Continuing on from the first part of my post, I wanted to dig in a bit and talk about the differences between alerting and collaboration. The VictorOps platform is built to provide functionality in all phases of the Incident Lifecycle.
Alerting and Acknowledgment: As stated, about 10% of incident resolution is tied back to incident identification and routing, enacting company and individual escalation policies and finally contacting the correct individual via their desired contact method. Easy to use and integrated mobile apps help reduce the effort to silence or acknowledge the incident.
Triage and Situational Awareness: Based on our observations, 20% of the TTR is simply getting an initial person (or subsequent team member) up to speed with what is happening. This information is rarely contained completely in the alert metadata, but rather requires seeing other markers in the system as well. We call this situational awareness, and having situational awareness in the platform can have a big impact on TTR. In fact, in serious situations when the team works through successive resolution cycles driven by escalations, this 20% remains fairly constant. This is the main concept of the timeline view in the VO platform. As we integrate other great tools and services into that display, a clearer picture of what is happening will be available faster, reducing the 20% hit on TTR.
Investigation and Communication: A full 50% of TTR falls into what we call the Investigation Phase of Incident Resolution. This involves logging into the system, tailing logs, consulting performance monitoring tools, etc. It also involves consulting internal documentation resources such as wikis or ticketing systems. As we evolve the VO platform, our goal is to surface these resources in context of incidents and their timelines to help reduce TTR for teams investigating the problem. This often falls under the concept of Alert Enrichment.
Those that remember the Linux Leap Second Bug may recall that it was several hours before Google results showed that the problem was a systematic kernel level problem in Linux. This is a perfect example of how a platform like VO could be helpful to the greater good by noticing a very specific symptom across a large set of customers and informing teams via the timeline or by system-wide broadcasts. We believe there are a lot of gains to be made in total TTR by addressing some of these issues.
Problem Resolution and Documentation: Finally, 20% of TTR falls into a category we call Problem Resolution and Documentation. This is represented by team members performing system actions to fix the problem that started the incident. It unfortunately also means waiting for systems to recover and verify that the root cause was found, often extending team involvement longer than desired. The Problem Resolution phase is perhaps the largest potential lever in a true collaborative system, and one that our Alpha and Beta customers are the most excited to see us build. To reduce TTR in the Resolution phase, you need a feature set that self-documents what teams do to solve the problem. This is, in a sense, the heart of collaboration: the ability to not only reduce TTR during the current resolution cycle, but also capture that knowledge to pay it forward next time. This is some of our secret sauce for next year, so enjoy the sneak peek.

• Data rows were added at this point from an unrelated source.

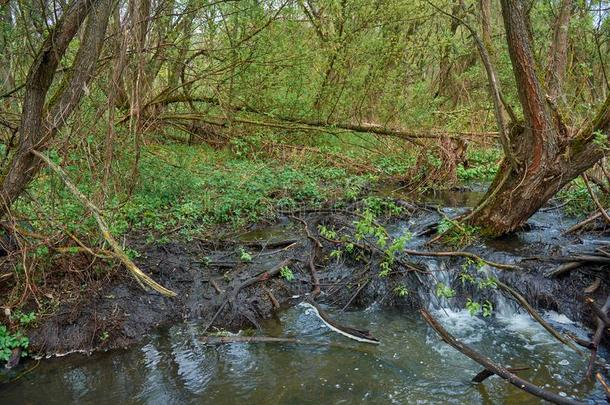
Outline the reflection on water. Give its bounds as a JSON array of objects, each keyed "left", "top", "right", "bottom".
[{"left": 0, "top": 306, "right": 603, "bottom": 404}]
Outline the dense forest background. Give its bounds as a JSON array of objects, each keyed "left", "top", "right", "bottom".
[{"left": 0, "top": 0, "right": 610, "bottom": 307}]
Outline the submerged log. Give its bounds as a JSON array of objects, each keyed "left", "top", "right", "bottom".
[{"left": 420, "top": 309, "right": 584, "bottom": 405}]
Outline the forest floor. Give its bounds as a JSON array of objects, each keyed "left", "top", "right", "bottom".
[
  {"left": 2, "top": 139, "right": 608, "bottom": 354},
  {"left": 29, "top": 191, "right": 610, "bottom": 354}
]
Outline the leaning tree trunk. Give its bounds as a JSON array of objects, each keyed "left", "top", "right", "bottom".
[
  {"left": 0, "top": 0, "right": 115, "bottom": 217},
  {"left": 469, "top": 0, "right": 610, "bottom": 236}
]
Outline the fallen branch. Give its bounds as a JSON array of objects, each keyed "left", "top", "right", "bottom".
[
  {"left": 496, "top": 280, "right": 583, "bottom": 356},
  {"left": 290, "top": 215, "right": 322, "bottom": 298},
  {"left": 544, "top": 262, "right": 584, "bottom": 278},
  {"left": 31, "top": 150, "right": 176, "bottom": 297},
  {"left": 403, "top": 249, "right": 521, "bottom": 270},
  {"left": 470, "top": 367, "right": 530, "bottom": 383},
  {"left": 585, "top": 295, "right": 610, "bottom": 378},
  {"left": 201, "top": 336, "right": 368, "bottom": 352},
  {"left": 563, "top": 211, "right": 602, "bottom": 235},
  {"left": 420, "top": 309, "right": 584, "bottom": 405},
  {"left": 595, "top": 373, "right": 610, "bottom": 403},
  {"left": 582, "top": 173, "right": 610, "bottom": 224},
  {"left": 203, "top": 259, "right": 291, "bottom": 332}
]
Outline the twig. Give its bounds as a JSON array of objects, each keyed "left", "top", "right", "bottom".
[
  {"left": 203, "top": 259, "right": 291, "bottom": 332},
  {"left": 471, "top": 367, "right": 530, "bottom": 383},
  {"left": 563, "top": 211, "right": 602, "bottom": 235},
  {"left": 595, "top": 373, "right": 610, "bottom": 402},
  {"left": 31, "top": 150, "right": 176, "bottom": 297},
  {"left": 582, "top": 173, "right": 610, "bottom": 224},
  {"left": 585, "top": 295, "right": 610, "bottom": 378},
  {"left": 496, "top": 280, "right": 583, "bottom": 356},
  {"left": 403, "top": 249, "right": 521, "bottom": 270},
  {"left": 290, "top": 215, "right": 322, "bottom": 298},
  {"left": 201, "top": 336, "right": 368, "bottom": 352},
  {"left": 420, "top": 309, "right": 584, "bottom": 405}
]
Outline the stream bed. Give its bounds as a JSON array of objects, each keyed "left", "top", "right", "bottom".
[
  {"left": 0, "top": 188, "right": 610, "bottom": 404},
  {"left": 0, "top": 305, "right": 607, "bottom": 404}
]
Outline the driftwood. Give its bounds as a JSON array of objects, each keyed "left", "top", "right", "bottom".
[
  {"left": 201, "top": 336, "right": 368, "bottom": 353},
  {"left": 563, "top": 211, "right": 608, "bottom": 235},
  {"left": 420, "top": 309, "right": 584, "bottom": 405},
  {"left": 290, "top": 215, "right": 322, "bottom": 298},
  {"left": 31, "top": 150, "right": 176, "bottom": 297},
  {"left": 471, "top": 367, "right": 530, "bottom": 383},
  {"left": 585, "top": 296, "right": 610, "bottom": 378},
  {"left": 403, "top": 249, "right": 521, "bottom": 270},
  {"left": 582, "top": 173, "right": 610, "bottom": 225},
  {"left": 203, "top": 259, "right": 292, "bottom": 332},
  {"left": 496, "top": 280, "right": 583, "bottom": 356},
  {"left": 595, "top": 373, "right": 610, "bottom": 403}
]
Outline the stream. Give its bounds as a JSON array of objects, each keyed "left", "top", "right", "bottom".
[{"left": 0, "top": 188, "right": 609, "bottom": 404}]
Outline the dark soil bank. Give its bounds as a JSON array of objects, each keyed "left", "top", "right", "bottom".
[{"left": 30, "top": 205, "right": 609, "bottom": 354}]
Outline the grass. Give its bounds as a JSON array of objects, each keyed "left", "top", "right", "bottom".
[{"left": 16, "top": 140, "right": 376, "bottom": 245}]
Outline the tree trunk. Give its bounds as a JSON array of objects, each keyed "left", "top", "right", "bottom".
[
  {"left": 546, "top": 0, "right": 572, "bottom": 100},
  {"left": 469, "top": 0, "right": 610, "bottom": 236},
  {"left": 0, "top": 0, "right": 114, "bottom": 216}
]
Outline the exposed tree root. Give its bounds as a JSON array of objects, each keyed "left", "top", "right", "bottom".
[
  {"left": 496, "top": 280, "right": 583, "bottom": 356},
  {"left": 203, "top": 259, "right": 292, "bottom": 332},
  {"left": 31, "top": 150, "right": 176, "bottom": 297},
  {"left": 585, "top": 296, "right": 610, "bottom": 378}
]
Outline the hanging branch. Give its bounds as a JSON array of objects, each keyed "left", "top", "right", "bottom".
[
  {"left": 427, "top": 1, "right": 519, "bottom": 171},
  {"left": 31, "top": 150, "right": 176, "bottom": 297}
]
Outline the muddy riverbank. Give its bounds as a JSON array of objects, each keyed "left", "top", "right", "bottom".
[{"left": 23, "top": 194, "right": 610, "bottom": 355}]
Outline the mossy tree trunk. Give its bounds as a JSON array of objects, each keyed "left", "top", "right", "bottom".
[{"left": 470, "top": 0, "right": 610, "bottom": 236}]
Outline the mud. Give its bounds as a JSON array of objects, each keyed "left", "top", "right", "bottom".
[{"left": 23, "top": 200, "right": 610, "bottom": 355}]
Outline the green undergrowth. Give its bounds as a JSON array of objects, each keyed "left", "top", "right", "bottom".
[
  {"left": 457, "top": 148, "right": 502, "bottom": 183},
  {"left": 16, "top": 145, "right": 378, "bottom": 243},
  {"left": 557, "top": 177, "right": 610, "bottom": 217}
]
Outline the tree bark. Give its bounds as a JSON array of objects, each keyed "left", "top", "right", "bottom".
[
  {"left": 469, "top": 0, "right": 610, "bottom": 236},
  {"left": 0, "top": 0, "right": 114, "bottom": 216},
  {"left": 546, "top": 0, "right": 572, "bottom": 100}
]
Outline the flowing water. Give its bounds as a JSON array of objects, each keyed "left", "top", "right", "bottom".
[
  {"left": 0, "top": 305, "right": 603, "bottom": 404},
  {"left": 0, "top": 188, "right": 608, "bottom": 404}
]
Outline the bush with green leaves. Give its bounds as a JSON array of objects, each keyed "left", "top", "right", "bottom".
[{"left": 0, "top": 325, "right": 30, "bottom": 361}]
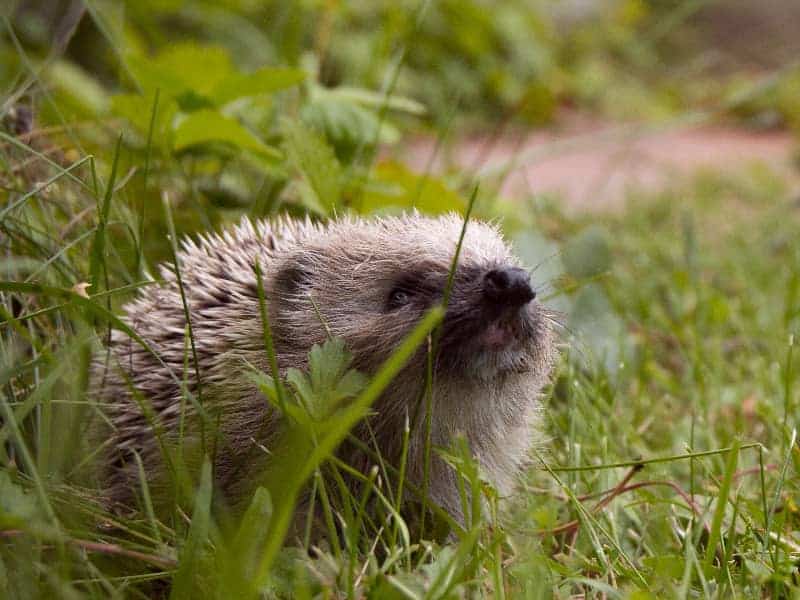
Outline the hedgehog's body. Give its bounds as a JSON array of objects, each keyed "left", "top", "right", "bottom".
[{"left": 93, "top": 215, "right": 553, "bottom": 518}]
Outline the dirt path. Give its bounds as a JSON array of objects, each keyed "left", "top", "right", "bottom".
[{"left": 404, "top": 123, "right": 800, "bottom": 210}]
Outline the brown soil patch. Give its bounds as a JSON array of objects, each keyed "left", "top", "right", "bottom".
[{"left": 401, "top": 123, "right": 800, "bottom": 210}]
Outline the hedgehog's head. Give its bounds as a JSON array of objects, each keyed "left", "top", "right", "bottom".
[{"left": 270, "top": 215, "right": 552, "bottom": 380}]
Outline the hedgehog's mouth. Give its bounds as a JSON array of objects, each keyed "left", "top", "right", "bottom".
[
  {"left": 438, "top": 306, "right": 541, "bottom": 380},
  {"left": 437, "top": 266, "right": 545, "bottom": 379}
]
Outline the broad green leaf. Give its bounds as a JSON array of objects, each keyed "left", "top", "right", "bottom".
[
  {"left": 212, "top": 67, "right": 306, "bottom": 104},
  {"left": 170, "top": 459, "right": 213, "bottom": 600},
  {"left": 283, "top": 120, "right": 342, "bottom": 213},
  {"left": 173, "top": 110, "right": 281, "bottom": 159},
  {"left": 301, "top": 94, "right": 400, "bottom": 157},
  {"left": 45, "top": 60, "right": 110, "bottom": 115},
  {"left": 359, "top": 162, "right": 465, "bottom": 214}
]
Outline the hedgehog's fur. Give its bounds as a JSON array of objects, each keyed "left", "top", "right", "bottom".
[{"left": 92, "top": 213, "right": 554, "bottom": 519}]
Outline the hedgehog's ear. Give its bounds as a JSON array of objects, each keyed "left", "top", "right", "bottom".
[{"left": 275, "top": 264, "right": 311, "bottom": 295}]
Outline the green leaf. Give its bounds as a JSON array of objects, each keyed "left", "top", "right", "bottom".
[
  {"left": 0, "top": 471, "right": 41, "bottom": 529},
  {"left": 173, "top": 110, "right": 281, "bottom": 160},
  {"left": 301, "top": 94, "right": 400, "bottom": 156},
  {"left": 170, "top": 459, "right": 212, "bottom": 600},
  {"left": 283, "top": 120, "right": 342, "bottom": 214},
  {"left": 45, "top": 60, "right": 109, "bottom": 115},
  {"left": 212, "top": 67, "right": 306, "bottom": 104},
  {"left": 359, "top": 162, "right": 465, "bottom": 214}
]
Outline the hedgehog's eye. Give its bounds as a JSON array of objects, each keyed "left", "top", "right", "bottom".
[
  {"left": 276, "top": 266, "right": 311, "bottom": 294},
  {"left": 386, "top": 287, "right": 411, "bottom": 310}
]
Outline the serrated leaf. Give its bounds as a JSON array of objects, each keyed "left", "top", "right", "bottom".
[
  {"left": 111, "top": 94, "right": 178, "bottom": 147},
  {"left": 283, "top": 120, "right": 342, "bottom": 213},
  {"left": 301, "top": 94, "right": 400, "bottom": 156},
  {"left": 173, "top": 110, "right": 281, "bottom": 160},
  {"left": 286, "top": 338, "right": 367, "bottom": 422},
  {"left": 212, "top": 67, "right": 306, "bottom": 104},
  {"left": 326, "top": 85, "right": 426, "bottom": 115},
  {"left": 562, "top": 225, "right": 612, "bottom": 279}
]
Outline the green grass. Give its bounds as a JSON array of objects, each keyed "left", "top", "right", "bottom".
[
  {"left": 0, "top": 125, "right": 800, "bottom": 598},
  {"left": 0, "top": 3, "right": 800, "bottom": 599}
]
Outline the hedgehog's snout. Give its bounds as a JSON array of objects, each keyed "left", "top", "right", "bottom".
[{"left": 483, "top": 267, "right": 536, "bottom": 308}]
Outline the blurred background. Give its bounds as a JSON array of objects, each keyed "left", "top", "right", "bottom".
[
  {"left": 6, "top": 0, "right": 800, "bottom": 220},
  {"left": 0, "top": 0, "right": 800, "bottom": 598}
]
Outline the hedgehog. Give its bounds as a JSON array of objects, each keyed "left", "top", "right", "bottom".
[{"left": 91, "top": 213, "right": 556, "bottom": 522}]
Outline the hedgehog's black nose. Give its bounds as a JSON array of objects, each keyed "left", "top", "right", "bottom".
[{"left": 483, "top": 267, "right": 536, "bottom": 306}]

The Power of a DevOps Collaborative Platform
The real power of a collaborative solution for real-time problem solving is in its ability to leverage the entire team’s knowledge in a scalable way through all phases of the incident lifecycle. Teams that can share situational data easily, inject thoughts and comments, and leverage team members who are not physically present is key to reducing the TTR for the company and a better lifestyle for the team as a whole.
Collaboration for DevOps teams goes beyond communications however. A powerful platform can also actually learn how the team solves problems in order to help solve the same problems or similar problems the next time they occur.
VictorOps intends to be the glue that brings teams together to solve problems faster and reduce TTR. This, my friends, is the difference between an alerting service and a collaborative platform.